La bioéthique a animé la dernière heure et demie de la séance. Nicole et Armelle, deux fidèles du conseil de circonscription, ont présenté un résumé de ce projet de loi axé autour du don d’organes ; de l’intelligence artificielle ; de la recherche (notamment sur les cellules embryonnaires ou l’embryon) et de la génétique ; et enfin de la procréation médicalement assistée (PMA). “Le génome est un sacré sujet, c’est notre carte d’identité génétique, explique Nicole. Il y a là un besoin d’encadrement, notamment en interdisant toute modification d’un embryon humain par adjonction de cellules provenant d’autres espèces : cela paraît bizarre mais certains l’ont envisagé !”
En vue de cette loi, des études d’impacts “très poussées”, sur près de cinq cents pages, ont été menées, consultables sur le site internet de l’Assemblée nationale. Pour faire suite à de nombreuses années de travaux du Conseil national de la bioéthique et à de nombreux rapports parlementaires, une commission spéciale a été mise en place à l’Assemblée et a lancé, au mois d’août, une série d’auditions (à suivre également en ligne). “Je vous invite à les visionner, elles sont extrêmement intéressantes”, confirme Thomas Gassilloud. Avec “des intervenants de très haut niveau”, complète Armelle.
Certains articles du projet de loi ont fait débat : la suppression, en cas d’interruption médicale de grossesse, du délai de 8 jours de réflexion, ou encore la limitation de conservation à 5 ans des embryons “qui ne font pas l’objet d’un projet parental”. La future loi supprime aussi l’interdiction de prélèvement d’un organe chez un majeur protégé. Mais l’essentiel des discussions a porté sur la PMA qui sera désormais ouverte aux femmes seules et aux couples de femmes. Les enfants issus d’une PMA avec dons de gamètes pourront aussi, une fois adultes, avoir accès à leurs origines et connaître le nom du donneur. Autres nouveautés offertes par la future loi : la conservation des gamètes en vue d’une fécondation ultérieure ; la levée de l’interdiction du double don de gamètes simultanément ; et la suppression de l’exigence du consentement du conjoint pour le don de gamètes.

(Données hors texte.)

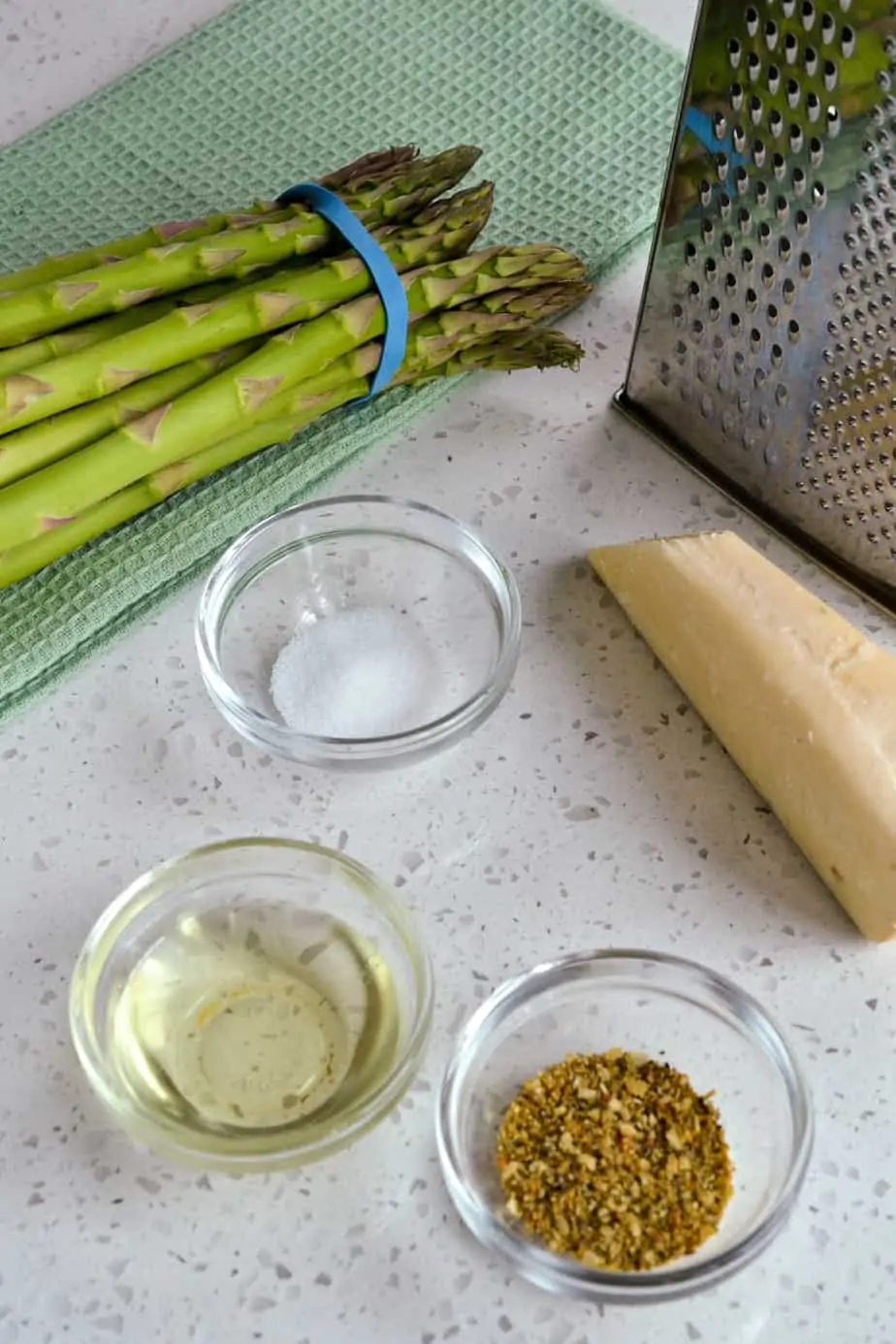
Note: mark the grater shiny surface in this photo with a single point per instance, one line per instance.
(766, 345)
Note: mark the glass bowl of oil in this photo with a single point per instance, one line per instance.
(253, 1005)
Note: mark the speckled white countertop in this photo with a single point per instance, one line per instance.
(592, 810)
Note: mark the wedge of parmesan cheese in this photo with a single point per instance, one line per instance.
(804, 702)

Dans la salle, certains voient à cet assouplissement de la loi, une ouverture dangereuse, au fil des ans, à la GPA (gestation par autrui). Guy, de Brignais, regrette, lui, que la famille soit totalement occultée de ce débat : “On parle de technique, mais pas de famille… C’est peut-être rétrograde de parler de famille, mais c’est pour moi l’essentiel, car l’amour qu’on donne à un enfant est le plus important”, estime-t-il. Quant à Loïc, il aurait “aimé que la majorité actuelle s’occupe de l’adoption avant de se pencher sur la PMA. Je trouve anormal qu’un couple homosexuel n’ait pas les mêmes chances d’aboutir à l’adoption qu’un couple hétérosexuel”.
Les discussions sont passionnées. “Il faut savoir écouter l’autre, savoir discuter, savoir comprendre et pas être toujours donneurs de leçons”, avertit un participant. Il y a toute une population modérée qui est peut-être troublée dans ses croyances, ses fondements, et qu’il faut respecter et ne pas heurter.” Le député suit avec attention, les avis des uns et des autres. “Je suis plutôt contre le fait de dire qu’il y a une voie de progrès et l’autre non, estime Thomas Gassilloud. A mon avis, il y a deux visions de la société et les deux sont défendables.” Nul doute qu’elles le seront lors de la conférence-débat que le conseil de circonscription envisage d’organiser, dans le courant du mois de novembre, en présence d’experts. En vue de ce grand rendez-vous, un nouvel atelier “Bioéthique” est d’ores et déjà annoncé début octobre. “La bioéthique désigne l’étude des problèmes éthiques et des questions de société soulevés par les progrès de la connaissance dans les domaines de la biologie, de la médecine et de la santé, lit, pour finir, Fabienne Tirtiaux. C’est un énorme chantier. Enrichissons-nous des points de vue des uns et des autre, continuons à avoir de l’empathie et à comprendre les avis de chacun.” Le prochain CDC est prévu, lui, le lundi 14 octobre.